Inside IPM: Meet Hathaway Maranda
“Inside IPM” is an ongoing series featuring the talented players who comprise the IPM Advancement team! Here you’ll learn all about the people who work behind the scenes at IPM to help nonprofits raise more money to make the world a better place. Today, we’re talking to…
Hathaway Maranda, Consultant
Where are you originally from, and what do you love most about where you grew up?
I was born in Boston, Massachusetts but raised on Cape Cod. I loved growing up so close to the beach. I’ve also been a lifelong fan of the Red Sox and Celtics.
Why did you choose to work with IPM?
I was actually looking to get out of fundraising. After 25 years in this field, I started to itch for a new life adventure. However, my friend, who also works for IPM, convinced me my time in fundraising was not up yet, that I still have much to offer the nonprofit world. Being a consultant gives me the freedom I need in my life right now, as well as enables me to use my years of experience to help others.
What’s something you learned early on in your nonprofit fundraising career that helped prepare you for the work you do today?
I learned early on how important relationship-building is for an organization. You connect with donors because you both have a love for the nonprofit organization. That connection can grow to be very powerful for the individual and organization. When that happens, it’s magical, and keeps me coming back for more. Connecting the dots for the individual and the organization can be transformational for everyone involved and especially the community the organization serves.
What about your childhood might have influenced your choice to get involved in the nonprofit sector?
I was a visual artist throughout my early life. I can’t imagine living life without the arts. In my work in the arts sector now, I love the enchantment that you see happen for patrons of the arts, especially children and elderly people. It’s pure joy when you see people actively engaging with what the arts has to offer — you see it enrich your community.
What are some changes or opportunities you see on the horizon for nonprofits?
Major gifts continues to evolve and I think the future is unlimited for individuals and organizations to really partner on change-making. The donor wants a lot more involvement — they see the gift as an investment and they want to see the impact. I think with the right relationships, great partnerships can be established in the future that will be transformational in the field of nonprofit work.
What’s something about your job that makes you excited to come to work every day?
I love to problem solve. I believe there are no problems you can’t solve. Some are much more complex and take a long time, some are quick and easy... but I love to brainstorm and try new ways of approaching each project or issue.
What’s an interest of yours outside of work, and do you see any parallels between it and nonprofit fundraising?

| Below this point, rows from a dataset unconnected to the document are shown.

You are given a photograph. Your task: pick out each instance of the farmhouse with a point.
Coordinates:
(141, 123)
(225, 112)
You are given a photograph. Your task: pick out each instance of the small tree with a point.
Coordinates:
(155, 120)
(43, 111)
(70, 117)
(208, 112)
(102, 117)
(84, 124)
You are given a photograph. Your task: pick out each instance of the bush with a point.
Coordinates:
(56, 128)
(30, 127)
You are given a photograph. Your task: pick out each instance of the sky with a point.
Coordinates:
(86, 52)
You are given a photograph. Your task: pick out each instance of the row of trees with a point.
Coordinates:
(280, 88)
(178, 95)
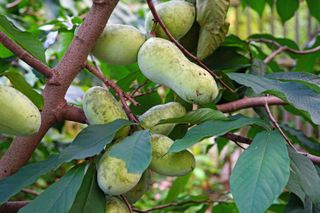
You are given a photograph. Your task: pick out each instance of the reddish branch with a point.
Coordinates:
(67, 69)
(25, 56)
(122, 95)
(158, 20)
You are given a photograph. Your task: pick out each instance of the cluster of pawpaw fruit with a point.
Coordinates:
(112, 174)
(163, 63)
(159, 59)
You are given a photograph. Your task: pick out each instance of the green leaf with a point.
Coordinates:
(21, 84)
(214, 128)
(287, 8)
(300, 96)
(306, 174)
(209, 41)
(25, 176)
(26, 40)
(196, 117)
(309, 79)
(211, 17)
(257, 5)
(293, 186)
(261, 173)
(310, 144)
(314, 8)
(89, 197)
(135, 150)
(92, 140)
(177, 187)
(60, 195)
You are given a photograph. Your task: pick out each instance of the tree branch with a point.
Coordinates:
(122, 95)
(249, 102)
(241, 139)
(25, 56)
(66, 70)
(157, 19)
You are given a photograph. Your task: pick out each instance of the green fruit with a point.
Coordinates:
(18, 115)
(138, 191)
(100, 107)
(119, 44)
(164, 111)
(163, 63)
(169, 164)
(115, 205)
(178, 17)
(113, 176)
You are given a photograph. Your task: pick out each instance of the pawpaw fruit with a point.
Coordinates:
(142, 187)
(169, 164)
(100, 107)
(115, 205)
(151, 117)
(178, 17)
(18, 115)
(119, 44)
(163, 63)
(113, 176)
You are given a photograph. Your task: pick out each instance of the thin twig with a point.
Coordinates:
(29, 191)
(122, 95)
(158, 20)
(138, 88)
(172, 205)
(275, 123)
(127, 203)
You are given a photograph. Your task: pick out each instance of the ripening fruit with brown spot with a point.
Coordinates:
(151, 117)
(119, 44)
(178, 16)
(163, 63)
(100, 107)
(18, 115)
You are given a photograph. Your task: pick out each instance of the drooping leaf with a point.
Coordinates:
(293, 186)
(214, 128)
(209, 41)
(312, 80)
(60, 195)
(261, 173)
(25, 176)
(177, 187)
(91, 140)
(310, 144)
(196, 117)
(26, 40)
(20, 84)
(89, 198)
(135, 150)
(306, 174)
(314, 8)
(257, 5)
(299, 95)
(287, 8)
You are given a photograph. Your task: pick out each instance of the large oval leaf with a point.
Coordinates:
(261, 173)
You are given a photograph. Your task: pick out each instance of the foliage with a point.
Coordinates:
(269, 175)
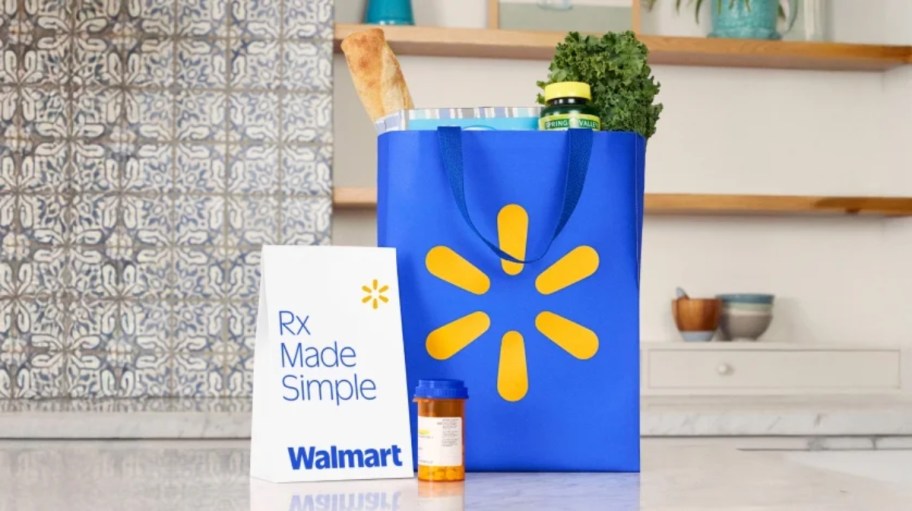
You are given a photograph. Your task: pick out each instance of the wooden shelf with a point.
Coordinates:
(681, 51)
(702, 204)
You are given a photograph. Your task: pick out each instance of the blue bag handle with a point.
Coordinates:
(579, 148)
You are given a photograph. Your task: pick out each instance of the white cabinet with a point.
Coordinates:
(737, 368)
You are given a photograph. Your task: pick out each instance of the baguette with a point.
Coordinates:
(376, 73)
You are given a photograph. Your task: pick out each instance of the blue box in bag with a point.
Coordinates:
(518, 257)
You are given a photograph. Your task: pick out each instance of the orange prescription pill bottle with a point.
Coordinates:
(441, 429)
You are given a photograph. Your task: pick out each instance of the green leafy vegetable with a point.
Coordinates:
(615, 68)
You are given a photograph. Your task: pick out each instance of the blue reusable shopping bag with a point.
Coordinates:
(518, 257)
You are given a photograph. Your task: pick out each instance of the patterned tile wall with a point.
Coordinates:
(148, 148)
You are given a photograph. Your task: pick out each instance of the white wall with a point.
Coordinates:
(839, 280)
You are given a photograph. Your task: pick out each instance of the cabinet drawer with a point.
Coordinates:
(771, 369)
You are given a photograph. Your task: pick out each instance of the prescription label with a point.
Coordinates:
(440, 441)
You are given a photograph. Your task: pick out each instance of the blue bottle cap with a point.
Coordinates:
(441, 389)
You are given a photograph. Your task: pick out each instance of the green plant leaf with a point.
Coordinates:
(615, 67)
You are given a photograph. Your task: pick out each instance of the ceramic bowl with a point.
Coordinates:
(744, 325)
(753, 307)
(756, 298)
(696, 314)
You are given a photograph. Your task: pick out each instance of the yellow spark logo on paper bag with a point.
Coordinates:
(375, 294)
(512, 375)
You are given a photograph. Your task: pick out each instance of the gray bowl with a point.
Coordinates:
(749, 327)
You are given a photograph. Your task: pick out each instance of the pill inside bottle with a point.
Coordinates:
(441, 429)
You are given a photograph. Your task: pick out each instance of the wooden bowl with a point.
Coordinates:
(696, 314)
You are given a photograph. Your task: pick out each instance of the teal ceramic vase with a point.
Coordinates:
(389, 12)
(748, 19)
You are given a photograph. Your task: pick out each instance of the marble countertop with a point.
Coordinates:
(860, 415)
(205, 475)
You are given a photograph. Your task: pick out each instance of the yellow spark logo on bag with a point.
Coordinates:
(512, 375)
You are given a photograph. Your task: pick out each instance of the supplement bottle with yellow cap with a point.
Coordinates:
(568, 107)
(441, 429)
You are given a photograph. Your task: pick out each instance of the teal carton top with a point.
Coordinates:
(481, 118)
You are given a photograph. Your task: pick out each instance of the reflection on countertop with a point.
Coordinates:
(175, 475)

I love the ocean. I could swim before I could walk, believe it or not. I think there are parallels to fundraising, especially letting go of control because nature has her way of doing things. Nonprofits often have to pivot and change all the time, much like being in nature. Also, before I was a fundraiser I was an artist. So I learned how to solve problems and present things that were interesting and exciting. I think my love of nature and the arts makes it easy to go with the flow of a constantly changing landscape, like nonprofits.

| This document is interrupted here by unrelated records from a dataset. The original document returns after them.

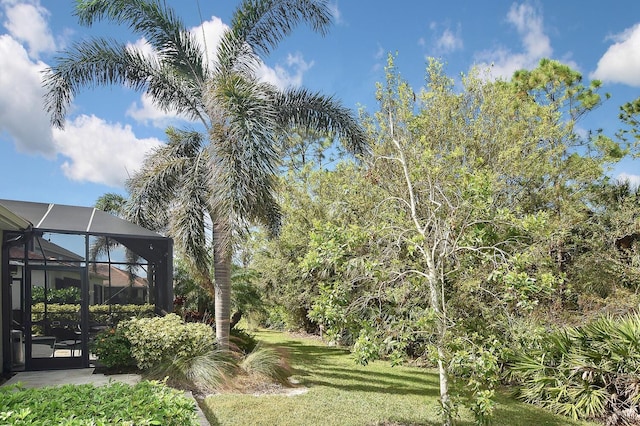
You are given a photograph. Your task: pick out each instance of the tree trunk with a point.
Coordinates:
(222, 286)
(436, 304)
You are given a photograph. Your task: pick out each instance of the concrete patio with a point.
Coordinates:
(81, 376)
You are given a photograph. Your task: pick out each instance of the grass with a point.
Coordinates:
(344, 393)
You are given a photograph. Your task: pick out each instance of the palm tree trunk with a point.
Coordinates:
(222, 286)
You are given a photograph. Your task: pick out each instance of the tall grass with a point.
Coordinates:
(342, 393)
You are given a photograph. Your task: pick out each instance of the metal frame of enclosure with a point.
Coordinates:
(62, 282)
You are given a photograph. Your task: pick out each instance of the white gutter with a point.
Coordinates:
(11, 221)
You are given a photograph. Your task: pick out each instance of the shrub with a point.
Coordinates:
(63, 295)
(113, 349)
(586, 372)
(264, 362)
(203, 373)
(242, 341)
(99, 314)
(159, 339)
(146, 403)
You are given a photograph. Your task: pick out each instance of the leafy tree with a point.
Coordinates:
(571, 161)
(449, 166)
(243, 117)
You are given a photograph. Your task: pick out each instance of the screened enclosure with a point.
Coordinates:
(74, 272)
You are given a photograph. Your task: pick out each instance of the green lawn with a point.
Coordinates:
(344, 393)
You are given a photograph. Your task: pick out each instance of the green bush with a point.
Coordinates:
(158, 339)
(242, 341)
(147, 403)
(98, 314)
(586, 372)
(63, 295)
(113, 349)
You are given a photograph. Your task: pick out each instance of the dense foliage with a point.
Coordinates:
(154, 340)
(586, 372)
(483, 221)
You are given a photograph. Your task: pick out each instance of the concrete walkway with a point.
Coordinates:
(82, 376)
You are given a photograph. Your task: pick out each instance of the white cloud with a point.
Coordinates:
(147, 112)
(634, 180)
(26, 21)
(22, 115)
(285, 77)
(335, 11)
(449, 41)
(209, 34)
(621, 62)
(536, 44)
(445, 39)
(100, 152)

Can you recommend a travel destination for others who share your interest in nature?
I would recommend to everyone, go to Hawaii. If you haven’t been or even if you have, it has so much to offer. I had the privilege to live there for 5 years and I just scratched the surface of what that state has to offer, especially as far as nature. There is a saying “let Hawaii happen” when you get there — it is absolutely rejuvenating.
How do you maintain a healthy work-life balance to ensure you can give your best in both areas?

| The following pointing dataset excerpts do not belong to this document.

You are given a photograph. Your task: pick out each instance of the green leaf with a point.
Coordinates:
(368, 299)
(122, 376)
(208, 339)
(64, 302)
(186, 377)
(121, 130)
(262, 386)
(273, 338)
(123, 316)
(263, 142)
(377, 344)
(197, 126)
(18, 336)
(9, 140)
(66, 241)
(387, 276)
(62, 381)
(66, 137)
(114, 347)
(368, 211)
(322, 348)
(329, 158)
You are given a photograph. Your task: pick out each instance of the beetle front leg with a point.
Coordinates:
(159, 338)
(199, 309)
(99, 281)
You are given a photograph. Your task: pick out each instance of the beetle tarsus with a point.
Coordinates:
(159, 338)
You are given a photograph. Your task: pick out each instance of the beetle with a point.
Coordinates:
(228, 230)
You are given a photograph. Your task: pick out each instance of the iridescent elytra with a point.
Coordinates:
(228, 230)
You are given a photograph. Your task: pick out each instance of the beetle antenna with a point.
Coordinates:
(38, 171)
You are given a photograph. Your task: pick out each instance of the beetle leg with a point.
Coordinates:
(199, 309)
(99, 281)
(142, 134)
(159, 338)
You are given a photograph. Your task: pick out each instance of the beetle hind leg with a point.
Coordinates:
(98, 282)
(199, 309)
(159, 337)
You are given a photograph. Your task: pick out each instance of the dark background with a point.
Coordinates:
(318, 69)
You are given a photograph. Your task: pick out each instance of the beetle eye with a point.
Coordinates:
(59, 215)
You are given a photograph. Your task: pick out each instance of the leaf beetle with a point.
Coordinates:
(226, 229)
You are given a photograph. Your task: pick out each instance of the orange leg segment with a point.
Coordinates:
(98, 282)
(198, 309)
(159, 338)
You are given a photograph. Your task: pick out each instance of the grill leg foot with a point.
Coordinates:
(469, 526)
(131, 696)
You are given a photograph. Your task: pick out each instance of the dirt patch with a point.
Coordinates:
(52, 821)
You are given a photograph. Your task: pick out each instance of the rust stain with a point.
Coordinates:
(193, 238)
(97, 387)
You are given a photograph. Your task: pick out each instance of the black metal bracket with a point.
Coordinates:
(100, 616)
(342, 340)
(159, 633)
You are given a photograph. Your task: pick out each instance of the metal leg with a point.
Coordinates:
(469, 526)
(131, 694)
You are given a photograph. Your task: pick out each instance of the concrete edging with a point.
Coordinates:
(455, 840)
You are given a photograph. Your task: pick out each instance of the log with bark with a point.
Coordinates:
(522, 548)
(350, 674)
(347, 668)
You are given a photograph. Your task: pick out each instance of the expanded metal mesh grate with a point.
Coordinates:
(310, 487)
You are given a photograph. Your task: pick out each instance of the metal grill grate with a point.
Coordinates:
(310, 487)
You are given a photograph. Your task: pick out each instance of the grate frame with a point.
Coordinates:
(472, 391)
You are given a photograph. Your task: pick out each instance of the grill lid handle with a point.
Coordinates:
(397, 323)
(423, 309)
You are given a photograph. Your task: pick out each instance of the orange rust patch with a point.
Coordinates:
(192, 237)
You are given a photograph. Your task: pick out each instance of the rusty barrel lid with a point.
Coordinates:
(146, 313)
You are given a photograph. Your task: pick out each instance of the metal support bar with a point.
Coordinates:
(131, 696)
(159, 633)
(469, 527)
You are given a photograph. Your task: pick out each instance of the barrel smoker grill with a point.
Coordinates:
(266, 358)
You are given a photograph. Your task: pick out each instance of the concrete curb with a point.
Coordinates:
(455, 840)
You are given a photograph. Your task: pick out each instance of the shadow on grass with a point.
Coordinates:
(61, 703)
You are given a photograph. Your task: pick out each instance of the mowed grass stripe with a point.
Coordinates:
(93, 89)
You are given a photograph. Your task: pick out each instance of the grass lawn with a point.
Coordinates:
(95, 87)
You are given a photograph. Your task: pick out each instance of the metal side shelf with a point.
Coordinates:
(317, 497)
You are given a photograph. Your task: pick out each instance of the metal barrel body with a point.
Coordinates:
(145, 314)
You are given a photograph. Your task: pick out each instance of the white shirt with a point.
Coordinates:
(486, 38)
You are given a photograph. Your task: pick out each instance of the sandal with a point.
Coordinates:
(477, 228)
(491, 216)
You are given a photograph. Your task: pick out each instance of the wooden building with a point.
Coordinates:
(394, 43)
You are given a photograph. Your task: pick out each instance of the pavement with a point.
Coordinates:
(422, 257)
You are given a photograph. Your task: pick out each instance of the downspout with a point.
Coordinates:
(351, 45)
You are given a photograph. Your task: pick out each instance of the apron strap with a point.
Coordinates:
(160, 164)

It is definitely hard. I have “FOMO” big time. I have recently taken an 8-week class in mindfulness meditation. It has done absolute wonders for my body and soul, and really helps me stay focused and know when I need time to recharge. I highly recommend mindfulness meditation to everyone I meet.
If you could give a nonprofit one and only one piece of advice that would best prepare them to be financially stable for the next decade, what would it be?
Support your development professionals. They can’t do it alone, it’s a team sport. Too often I have seen the development director carry the burden of financial stability and future dreams of the organization on their shoulders. That is not sustainable. Everyone needs to participate, communicate, and take responsibility for those fundraising goals.